Bias-Dependent Multichannel Transport in Graphene-Boron Nitride Heterojunction Nanoribbons

Abstract

We designed multinary heterojunctions (Z-GBNR) composed of Z-GNR and Z-BNNR. All possible combinations and interface configurations of binary (Z-GBN[n,m]) and ternary (Z-BNGBN[n, m,n] and Z-GBNG[m,n,m']) heterojunctions were studied to explore the structural effects of the heterojunctions on electron transport properties. Our results reveal that Z-GBNR show characteristic bias-dependent multichannel transport behaviors due to the distinctive response of each electron transport channel. Specifically, the electron transport channels generated on Z-GNR and Z-BNNR exhibited alternating and sequential on/off, which strongly depended on the combinations and interface configurations of the heterojunctions and were related to the edge symmetry of ZGNR and the edge termination of Z-BNNR. We demonstrate that edge-symmetric Z-GNR and B-edged Z-BNNR play a crucial role in the implementation of negative differential resistance (NDR) and stepwise current behaviors in Esaki-like diodes and multivalue logic transistors.

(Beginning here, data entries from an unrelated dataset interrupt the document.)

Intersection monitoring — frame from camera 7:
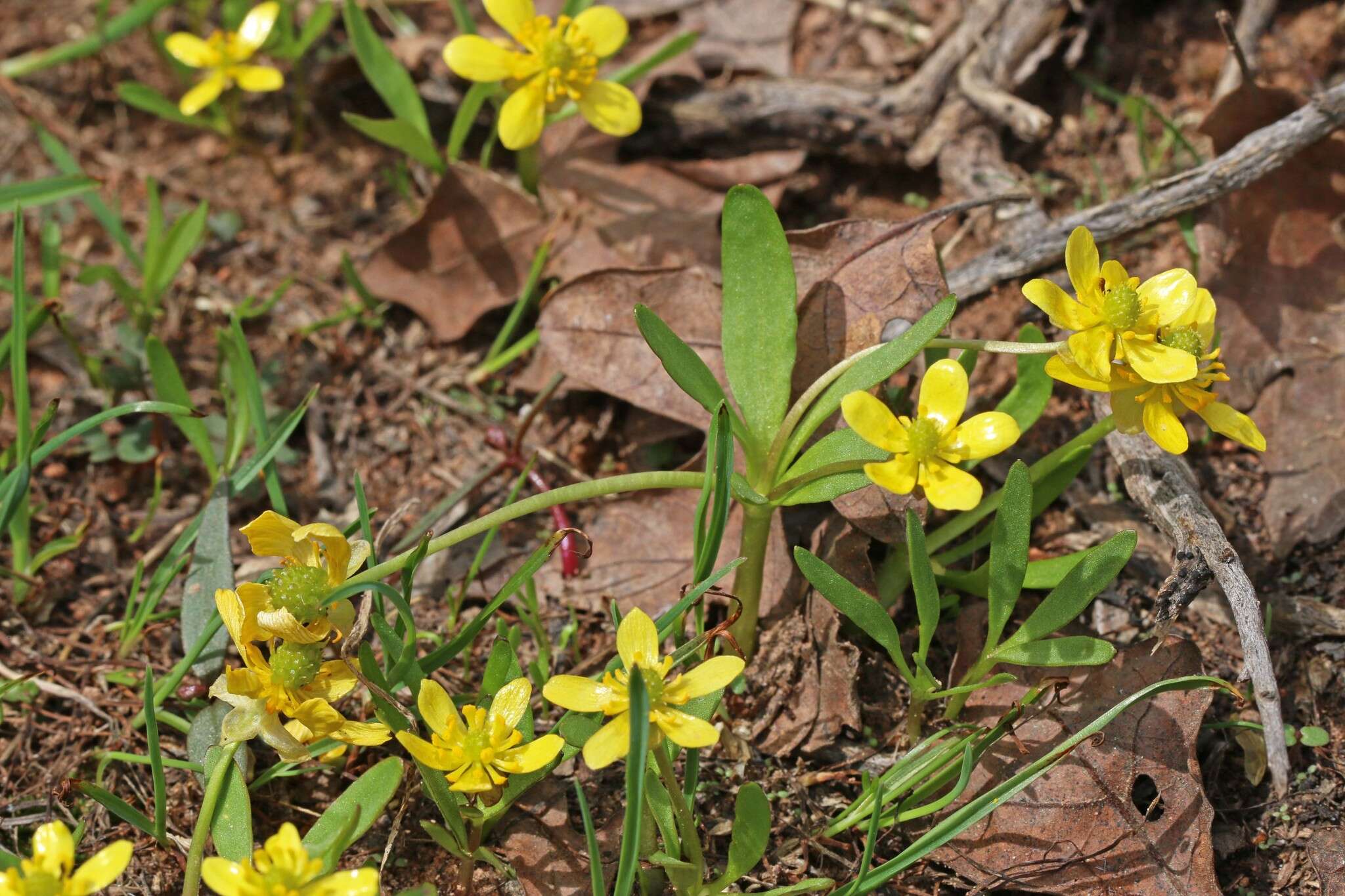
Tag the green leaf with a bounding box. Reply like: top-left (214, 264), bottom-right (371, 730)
top-left (996, 529), bottom-right (1136, 657)
top-left (720, 184), bottom-right (799, 449)
top-left (145, 333), bottom-right (218, 481)
top-left (986, 461), bottom-right (1032, 647)
top-left (342, 0), bottom-right (430, 138)
top-left (996, 634), bottom-right (1116, 666)
top-left (340, 112), bottom-right (448, 175)
top-left (304, 756), bottom-right (406, 873)
top-left (181, 479), bottom-right (234, 681)
top-left (906, 508), bottom-right (939, 665)
top-left (775, 427), bottom-right (892, 507)
top-left (783, 295), bottom-right (958, 459)
top-left (202, 747), bottom-right (253, 863)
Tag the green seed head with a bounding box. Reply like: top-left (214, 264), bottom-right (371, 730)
top-left (271, 641), bottom-right (323, 688)
top-left (1158, 326), bottom-right (1205, 357)
top-left (906, 416), bottom-right (940, 462)
top-left (1101, 284), bottom-right (1139, 330)
top-left (271, 566), bottom-right (327, 625)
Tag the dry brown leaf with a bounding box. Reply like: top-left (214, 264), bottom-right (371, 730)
top-left (1197, 85), bottom-right (1345, 556)
top-left (936, 639), bottom-right (1220, 896)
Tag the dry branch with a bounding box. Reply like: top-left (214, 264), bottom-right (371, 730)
top-left (948, 77), bottom-right (1345, 298)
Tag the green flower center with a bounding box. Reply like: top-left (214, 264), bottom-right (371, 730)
top-left (906, 416), bottom-right (943, 463)
top-left (271, 641), bottom-right (323, 689)
top-left (269, 566), bottom-right (327, 625)
top-left (1101, 285), bottom-right (1139, 330)
top-left (1158, 326), bottom-right (1205, 357)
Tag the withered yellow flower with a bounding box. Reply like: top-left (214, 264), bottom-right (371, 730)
top-left (542, 607), bottom-right (744, 769)
top-left (444, 0), bottom-right (640, 149)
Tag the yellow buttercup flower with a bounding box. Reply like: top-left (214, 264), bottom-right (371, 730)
top-left (209, 588), bottom-right (390, 761)
top-left (238, 511), bottom-right (370, 643)
top-left (397, 678), bottom-right (565, 794)
top-left (200, 821), bottom-right (378, 896)
top-left (0, 821), bottom-right (132, 896)
top-left (444, 0), bottom-right (640, 149)
top-left (542, 608), bottom-right (744, 769)
top-left (841, 357), bottom-right (1018, 511)
top-left (164, 0), bottom-right (285, 116)
top-left (1022, 227), bottom-right (1196, 383)
top-left (1046, 289), bottom-right (1266, 454)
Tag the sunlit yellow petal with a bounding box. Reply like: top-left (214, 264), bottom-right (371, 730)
top-left (1069, 324), bottom-right (1113, 381)
top-left (916, 357), bottom-right (967, 434)
top-left (1065, 226), bottom-right (1101, 308)
top-left (864, 454), bottom-right (920, 494)
top-left (663, 657), bottom-right (744, 704)
top-left (485, 678), bottom-right (533, 728)
top-left (650, 710), bottom-right (720, 750)
top-left (1022, 278), bottom-right (1101, 330)
top-left (495, 735), bottom-right (565, 775)
top-left (498, 78), bottom-right (546, 149)
top-left (584, 712), bottom-right (631, 769)
top-left (1145, 396), bottom-right (1187, 454)
top-left (616, 607), bottom-right (659, 669)
top-left (1122, 337), bottom-right (1199, 383)
top-left (1139, 267), bottom-right (1196, 326)
top-left (579, 80), bottom-right (642, 137)
top-left (939, 411), bottom-right (1019, 461)
top-left (542, 675), bottom-right (616, 712)
top-left (177, 71), bottom-right (226, 116)
top-left (164, 31), bottom-right (223, 68)
top-left (66, 840), bottom-right (135, 896)
top-left (920, 457), bottom-right (981, 511)
top-left (1196, 402), bottom-right (1266, 452)
top-left (229, 66), bottom-right (285, 93)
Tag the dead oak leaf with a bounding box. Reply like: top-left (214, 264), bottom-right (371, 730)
top-left (936, 639), bottom-right (1220, 896)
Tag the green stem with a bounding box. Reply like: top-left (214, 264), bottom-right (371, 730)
top-left (181, 740), bottom-right (242, 896)
top-left (345, 470), bottom-right (705, 584)
top-left (732, 503), bottom-right (775, 660)
top-left (651, 744), bottom-right (705, 883)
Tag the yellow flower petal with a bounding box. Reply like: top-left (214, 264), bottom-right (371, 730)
top-left (579, 80), bottom-right (642, 137)
top-left (498, 78), bottom-right (546, 149)
top-left (1065, 226), bottom-right (1101, 308)
top-left (66, 840), bottom-right (135, 896)
top-left (841, 393), bottom-right (906, 452)
top-left (584, 712), bottom-right (631, 769)
top-left (397, 731), bottom-right (461, 771)
top-left (920, 457), bottom-right (981, 511)
top-left (1196, 402), bottom-right (1266, 452)
top-left (495, 735), bottom-right (565, 775)
top-left (1122, 337), bottom-right (1199, 383)
top-left (663, 657), bottom-right (744, 704)
top-left (939, 411), bottom-right (1019, 461)
top-left (1069, 324), bottom-right (1113, 383)
top-left (916, 357), bottom-right (967, 435)
top-left (485, 0), bottom-right (537, 37)
top-left (416, 678), bottom-right (463, 738)
top-left (485, 678), bottom-right (533, 728)
top-left (864, 454), bottom-right (920, 494)
top-left (234, 0), bottom-right (280, 57)
top-left (200, 856), bottom-right (254, 896)
top-left (650, 710), bottom-right (720, 750)
top-left (1145, 396), bottom-right (1189, 454)
top-left (164, 31), bottom-right (223, 68)
top-left (177, 71), bottom-right (226, 116)
top-left (573, 7), bottom-right (629, 59)
top-left (444, 33), bottom-right (522, 82)
top-left (229, 66), bottom-right (285, 93)
top-left (1022, 280), bottom-right (1101, 330)
top-left (1139, 267), bottom-right (1196, 326)
top-left (542, 675), bottom-right (616, 712)
top-left (616, 607), bottom-right (659, 669)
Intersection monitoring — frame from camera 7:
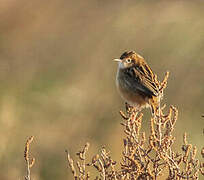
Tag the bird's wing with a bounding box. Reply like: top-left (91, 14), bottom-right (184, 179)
top-left (127, 64), bottom-right (159, 96)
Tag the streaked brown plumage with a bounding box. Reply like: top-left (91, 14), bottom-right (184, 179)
top-left (115, 51), bottom-right (159, 112)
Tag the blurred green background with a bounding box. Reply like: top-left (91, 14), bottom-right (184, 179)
top-left (0, 0), bottom-right (204, 180)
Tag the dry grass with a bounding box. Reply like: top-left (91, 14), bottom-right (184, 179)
top-left (24, 72), bottom-right (204, 180)
top-left (66, 72), bottom-right (204, 180)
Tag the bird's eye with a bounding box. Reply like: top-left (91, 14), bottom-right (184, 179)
top-left (126, 59), bottom-right (132, 63)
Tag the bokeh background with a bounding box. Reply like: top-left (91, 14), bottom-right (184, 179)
top-left (0, 0), bottom-right (204, 180)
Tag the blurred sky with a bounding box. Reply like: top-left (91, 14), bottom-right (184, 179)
top-left (0, 0), bottom-right (204, 180)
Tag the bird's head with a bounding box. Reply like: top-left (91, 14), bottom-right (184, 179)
top-left (114, 51), bottom-right (144, 69)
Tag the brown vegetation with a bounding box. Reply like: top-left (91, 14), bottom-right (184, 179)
top-left (66, 73), bottom-right (204, 180)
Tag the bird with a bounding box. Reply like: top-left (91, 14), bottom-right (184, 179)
top-left (114, 51), bottom-right (159, 114)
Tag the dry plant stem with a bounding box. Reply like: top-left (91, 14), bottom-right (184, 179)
top-left (24, 136), bottom-right (35, 180)
top-left (67, 72), bottom-right (204, 180)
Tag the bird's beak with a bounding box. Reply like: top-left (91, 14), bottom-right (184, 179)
top-left (113, 59), bottom-right (122, 62)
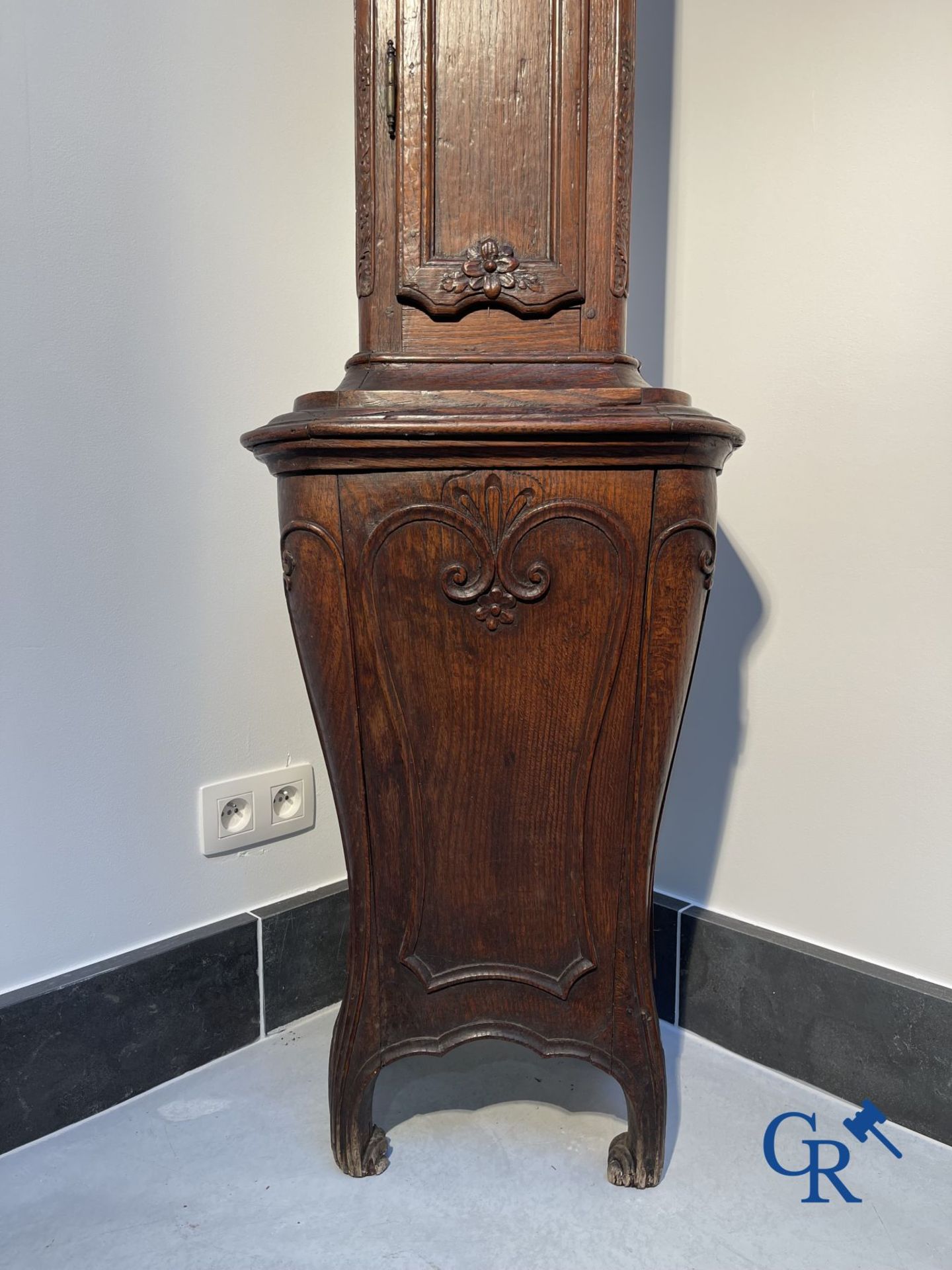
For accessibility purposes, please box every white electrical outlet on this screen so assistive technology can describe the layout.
[200,763,313,856]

Therefore, we propose Z-BNC[4,4] and Z-BNCNB[4,4,4] composed of only B-edged Z-BNNR and symmetric Z-GNR as Esaki-like diodes with bias-dependent alternating on/off behavior for each electron transport channel on Z-BNNR and Z-GNR. We show that Z-CBNC[8,4,6] has cumulatively increased the current in a stepwise manner due to the sequential contribution of each electron transport channel. We believe that our results will provide insights into the design and implementation of various electronic logic functions with multinary heterojunctions of Z-GNR and Z-BNNR based on an understanding of the structure-characteristic relationships for applications in the field of nanoelectronics.